Although according to the State of California Department of Industrial Relations, a full time job is defined in the Labor Code Section 515(c) as a 40 hour per week requirement. This means a full time student is expected to exceed the hours of a full-time worker while balancing sports, part time jobs, internships, clubs, friends, family, sleep and their mental sanity.

“Well, if we’re just doing Monday to Friday that’s 21, 22 hours and then if I have just two games it’s four, so that’s 25, 26 and then if I have four games it would be like 28, 29 hours a week,” Sooy said.

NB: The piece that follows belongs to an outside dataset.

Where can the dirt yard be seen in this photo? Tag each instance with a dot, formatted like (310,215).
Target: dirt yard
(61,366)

A full school week and weekend is 168 hours. If we subtract out the 48 spent on school we are left with 120 hours. Assuming most students on campus are affiliated with some type of extracurricular activity whether it may be an internship, part-time job, club involvement etc.,  28 hours should be a reasonable amount of time to accredit to this portion of life. This brings the sum (120-28=92) to 92 hours left in the week.

The Huffington Post states that college students get six hours of sleep a night on average or 42 hours a week (92-42=50). Three hours a day is a generous amount of time to allow for personal hygiene and meals/snacks. (50-21=29)

This leaves 29 hours a week, or 4.14 hours a day to do everything else that life demands of a person. Just over four hours a day is definitely not an adequate amount of time to leave for grocery shopping, chores, transportation, exercise etc.

Carnegie hours should not be stressed by universities as an accurate unit of measurement because although it is a guide, it is not a guide that fits any students’ lifestyle anywhere close to accurately.

With that being said I completely understand the importance of dedicating time to study outside of class, so the best solution for students is to understand and practice their time management.  It can take weeks  to make something a habit, so focusing and lowering procrastination through this first month of school will really prove to be helpful in conquering spring semester.